In a private collection there is a ‘Portrait of Mary Hutchinson’ by Duncan Grant, oil on board, 24½ x 17¼ inches, which is reproduced in the catalogue of the exhibition Ottoline held at the Gallery Edward Harvane, October-November 1971. This picture is inscribed on the reverse ‘J. M. Keynes, 38 Brunswick Square, London, W.C. Carriage Forward’; Roy Harrod’s biography of Keynes records that he lived at this address from 1911 to 1914. In this painting by Duncan Grant, the sitter is viewed from a few feet further to the right than in Vanessa Bell’s versions. Details of costume, jewellery, hair and the chair on which she is seated are identical and the background contains abstract rectilinear vertical forms (looser and more slender than those in T01768). This picture was inscribed ‘Grant/17’ by the artist in the late 1960s or early 1970s. Anthony d’Offay has a less finished version of it, oil on board, 30 x 25 in., which is not inscribed.

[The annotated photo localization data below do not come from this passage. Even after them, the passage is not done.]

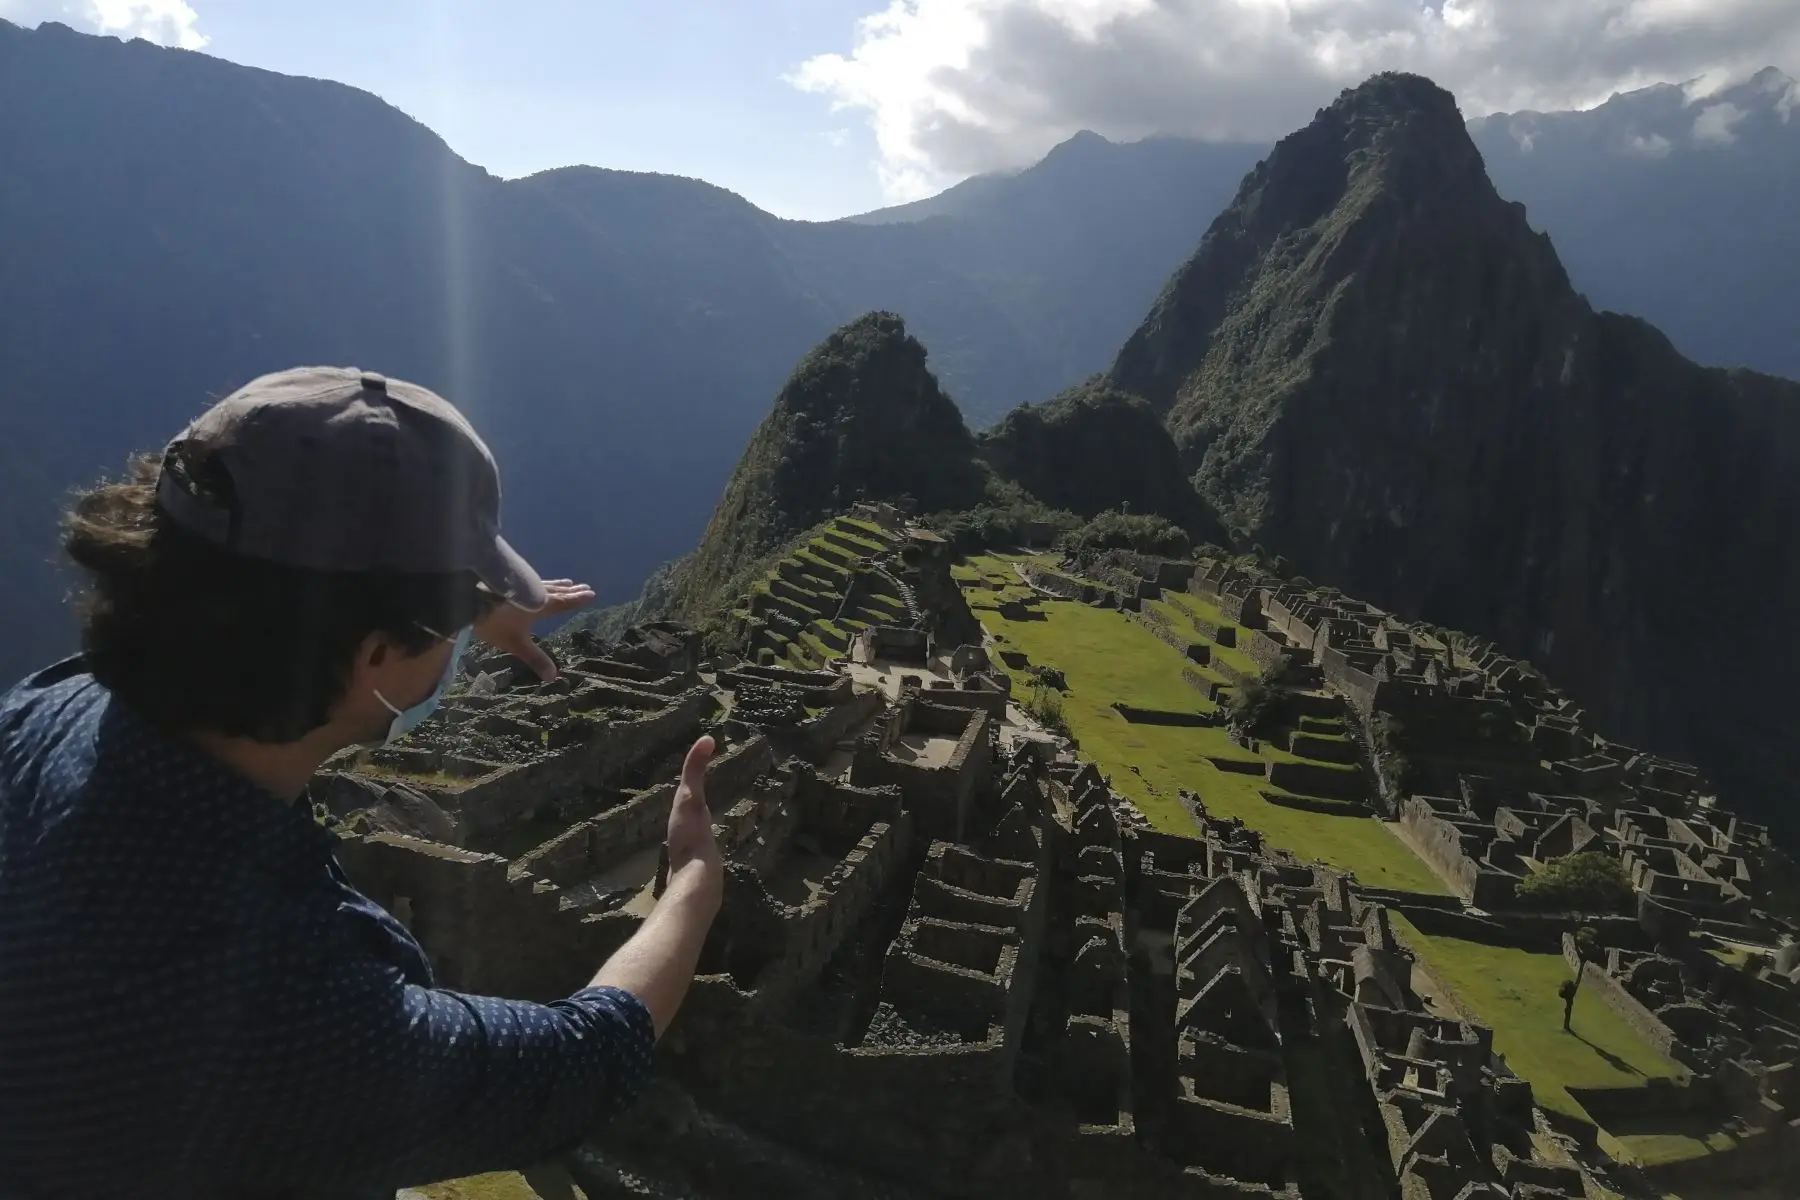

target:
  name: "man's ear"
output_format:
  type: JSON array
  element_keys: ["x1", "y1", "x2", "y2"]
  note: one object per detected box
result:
[{"x1": 350, "y1": 632, "x2": 391, "y2": 682}]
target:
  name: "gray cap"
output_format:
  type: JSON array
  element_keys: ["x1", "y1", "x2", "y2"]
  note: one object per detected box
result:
[{"x1": 154, "y1": 366, "x2": 546, "y2": 612}]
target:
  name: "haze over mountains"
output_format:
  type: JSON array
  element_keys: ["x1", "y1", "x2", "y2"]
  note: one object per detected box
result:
[{"x1": 3, "y1": 19, "x2": 1799, "y2": 833}]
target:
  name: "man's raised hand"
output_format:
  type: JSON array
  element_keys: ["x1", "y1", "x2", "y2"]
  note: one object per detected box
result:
[
  {"x1": 665, "y1": 736, "x2": 722, "y2": 916},
  {"x1": 473, "y1": 579, "x2": 595, "y2": 681}
]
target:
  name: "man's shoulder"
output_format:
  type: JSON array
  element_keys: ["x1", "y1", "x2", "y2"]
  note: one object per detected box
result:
[
  {"x1": 0, "y1": 657, "x2": 104, "y2": 727},
  {"x1": 0, "y1": 658, "x2": 111, "y2": 811}
]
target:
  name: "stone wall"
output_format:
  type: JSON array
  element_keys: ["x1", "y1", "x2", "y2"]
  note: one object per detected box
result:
[
  {"x1": 444, "y1": 686, "x2": 714, "y2": 837},
  {"x1": 720, "y1": 665, "x2": 851, "y2": 707},
  {"x1": 1242, "y1": 628, "x2": 1295, "y2": 676},
  {"x1": 335, "y1": 832, "x2": 637, "y2": 1001},
  {"x1": 1318, "y1": 643, "x2": 1382, "y2": 718},
  {"x1": 852, "y1": 704, "x2": 993, "y2": 844},
  {"x1": 1131, "y1": 608, "x2": 1213, "y2": 665},
  {"x1": 513, "y1": 737, "x2": 777, "y2": 887},
  {"x1": 749, "y1": 807, "x2": 915, "y2": 1009},
  {"x1": 793, "y1": 690, "x2": 886, "y2": 759},
  {"x1": 662, "y1": 980, "x2": 1039, "y2": 1197},
  {"x1": 920, "y1": 680, "x2": 1011, "y2": 720},
  {"x1": 1399, "y1": 798, "x2": 1483, "y2": 901},
  {"x1": 1567, "y1": 956, "x2": 1682, "y2": 1059},
  {"x1": 1023, "y1": 563, "x2": 1128, "y2": 609}
]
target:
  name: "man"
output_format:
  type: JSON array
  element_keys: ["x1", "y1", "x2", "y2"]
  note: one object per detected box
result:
[
  {"x1": 0, "y1": 367, "x2": 723, "y2": 1198},
  {"x1": 1558, "y1": 977, "x2": 1579, "y2": 1031}
]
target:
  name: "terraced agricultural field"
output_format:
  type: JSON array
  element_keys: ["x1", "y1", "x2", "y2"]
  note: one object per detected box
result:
[{"x1": 967, "y1": 570, "x2": 1446, "y2": 894}]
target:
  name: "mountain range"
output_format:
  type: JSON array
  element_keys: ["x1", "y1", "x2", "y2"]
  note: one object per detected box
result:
[
  {"x1": 3, "y1": 19, "x2": 1799, "y2": 833},
  {"x1": 0, "y1": 18, "x2": 1265, "y2": 686},
  {"x1": 662, "y1": 74, "x2": 1800, "y2": 841}
]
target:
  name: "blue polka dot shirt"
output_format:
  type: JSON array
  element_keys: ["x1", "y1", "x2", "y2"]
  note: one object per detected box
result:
[{"x1": 0, "y1": 659, "x2": 656, "y2": 1199}]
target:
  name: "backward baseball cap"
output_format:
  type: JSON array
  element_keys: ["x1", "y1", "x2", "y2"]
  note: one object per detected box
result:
[{"x1": 153, "y1": 366, "x2": 547, "y2": 612}]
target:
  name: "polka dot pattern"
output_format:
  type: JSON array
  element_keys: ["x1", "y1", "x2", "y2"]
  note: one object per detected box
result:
[{"x1": 0, "y1": 659, "x2": 656, "y2": 1198}]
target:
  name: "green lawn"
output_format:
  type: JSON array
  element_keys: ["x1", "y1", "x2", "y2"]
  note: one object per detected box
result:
[
  {"x1": 825, "y1": 522, "x2": 889, "y2": 555},
  {"x1": 840, "y1": 516, "x2": 893, "y2": 540},
  {"x1": 1155, "y1": 591, "x2": 1261, "y2": 678},
  {"x1": 1606, "y1": 1126, "x2": 1750, "y2": 1168},
  {"x1": 1394, "y1": 917, "x2": 1684, "y2": 1120},
  {"x1": 975, "y1": 594, "x2": 1447, "y2": 892}
]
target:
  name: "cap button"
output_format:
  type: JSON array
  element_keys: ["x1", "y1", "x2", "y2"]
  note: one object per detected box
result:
[{"x1": 360, "y1": 371, "x2": 388, "y2": 393}]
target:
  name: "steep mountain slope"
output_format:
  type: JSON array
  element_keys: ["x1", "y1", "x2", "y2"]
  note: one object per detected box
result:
[
  {"x1": 977, "y1": 380, "x2": 1224, "y2": 541},
  {"x1": 669, "y1": 313, "x2": 988, "y2": 617},
  {"x1": 1110, "y1": 72, "x2": 1800, "y2": 834},
  {"x1": 1470, "y1": 68, "x2": 1800, "y2": 383}
]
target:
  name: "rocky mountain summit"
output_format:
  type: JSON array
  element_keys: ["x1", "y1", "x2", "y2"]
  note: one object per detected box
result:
[
  {"x1": 1109, "y1": 72, "x2": 1800, "y2": 836},
  {"x1": 670, "y1": 313, "x2": 989, "y2": 616}
]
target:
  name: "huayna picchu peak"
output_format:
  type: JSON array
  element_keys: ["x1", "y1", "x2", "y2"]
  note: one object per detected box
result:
[
  {"x1": 1109, "y1": 71, "x2": 1800, "y2": 844},
  {"x1": 664, "y1": 313, "x2": 990, "y2": 623}
]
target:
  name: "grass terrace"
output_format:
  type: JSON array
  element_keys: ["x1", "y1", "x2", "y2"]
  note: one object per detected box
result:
[
  {"x1": 732, "y1": 516, "x2": 908, "y2": 669},
  {"x1": 1150, "y1": 590, "x2": 1261, "y2": 679},
  {"x1": 954, "y1": 553, "x2": 1041, "y2": 606},
  {"x1": 970, "y1": 574, "x2": 1447, "y2": 894}
]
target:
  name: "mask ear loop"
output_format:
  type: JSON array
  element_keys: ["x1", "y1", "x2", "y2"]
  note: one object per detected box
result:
[{"x1": 373, "y1": 626, "x2": 462, "y2": 717}]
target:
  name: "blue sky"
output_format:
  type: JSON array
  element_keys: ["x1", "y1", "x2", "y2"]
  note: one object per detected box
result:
[
  {"x1": 176, "y1": 0, "x2": 887, "y2": 220},
  {"x1": 1, "y1": 0, "x2": 892, "y2": 219},
  {"x1": 7, "y1": 1, "x2": 1796, "y2": 219}
]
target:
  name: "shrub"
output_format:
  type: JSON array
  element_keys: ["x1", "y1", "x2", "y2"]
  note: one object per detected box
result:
[
  {"x1": 924, "y1": 488, "x2": 1080, "y2": 554},
  {"x1": 1226, "y1": 655, "x2": 1297, "y2": 738},
  {"x1": 1517, "y1": 853, "x2": 1634, "y2": 914},
  {"x1": 1022, "y1": 682, "x2": 1068, "y2": 734},
  {"x1": 1060, "y1": 510, "x2": 1191, "y2": 560}
]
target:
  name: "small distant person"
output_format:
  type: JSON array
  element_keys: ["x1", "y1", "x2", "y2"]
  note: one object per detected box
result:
[
  {"x1": 0, "y1": 368, "x2": 724, "y2": 1198},
  {"x1": 1558, "y1": 977, "x2": 1579, "y2": 1031}
]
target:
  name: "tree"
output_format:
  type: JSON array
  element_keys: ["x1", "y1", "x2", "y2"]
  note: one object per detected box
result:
[
  {"x1": 1226, "y1": 655, "x2": 1296, "y2": 739},
  {"x1": 1518, "y1": 853, "x2": 1634, "y2": 914},
  {"x1": 1022, "y1": 680, "x2": 1068, "y2": 734}
]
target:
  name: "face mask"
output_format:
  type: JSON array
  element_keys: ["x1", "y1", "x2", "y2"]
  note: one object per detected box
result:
[{"x1": 373, "y1": 625, "x2": 473, "y2": 747}]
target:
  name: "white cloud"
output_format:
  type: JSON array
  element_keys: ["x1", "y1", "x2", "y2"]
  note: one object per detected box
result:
[
  {"x1": 794, "y1": 0, "x2": 1800, "y2": 199},
  {"x1": 1626, "y1": 131, "x2": 1673, "y2": 157},
  {"x1": 1692, "y1": 100, "x2": 1748, "y2": 143},
  {"x1": 0, "y1": 0, "x2": 207, "y2": 49}
]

The sitter’s diary shows that portraits of her were painted by Vanessa Bell and Duncan Grant simultaneously at their home at Charleston, Firle, in several sittings between 16 and 22 April 1917. Duncan Grant told the compiler in March 1974 that in dating one of his versions 1917 he had no particular sitting in mind though he did mean the year precisely rather than approximately.
However, in a letter in the Charleston Papers at King’s College, Cambridge (VBRF119), dated‘46 Gordon Square Tuesday’, Vanessa Bell wrote to Roger Fry ‘on Friday we painted Mary. Duncan got very desperate and began his again which I think I ought to have done too but I didn’t. It is a frightfully difficult arrangement for I’m bang in front of her and everything is very straight and simple and very delicate colour.’ This description is consistent with the appearance of T01768. The same letter mentions a play evening at the Omega Workshops and reports that J. M. Keynes has just returned from Paris and that Duncan Grant is to depart soon for a fortnight alone at the Hutchinsons’ house near Chichester to paint quietly. All these details point to a date earlier than 1917. (Harrod’s biography of Keynes records that ‘soon after December 1914, when installed at the Treasury, he had to go on a deputation to Paris’ (p.201) ). In reply to a letter from the compiler, Mrs Hutchinson wrote (19 March 1974) ‘I have found in a diary, of 1915, scribbled in pencil, : DG. VB.— on February 5th and 9th and on the nth. D & V paint. This was in London’. 5 February 1915 was a Friday and could therefore have been the Friday which Vanessa Bell mentions in her letter, written at a time when the letter seems to imply that a further sitting or sittings are still to occur. A date of 1915 for T01768 would perhaps be more plausible than one of 1917 on grounds of style. This dating would gain further strength if any of the portraits of Mrs Hutchinson painted at Charleston in April 1917 could be found and firmly identified both as to date and to having been painted on a quite separate occasion.
Published in The Tate Gallery Report 1972–1974, London 1975.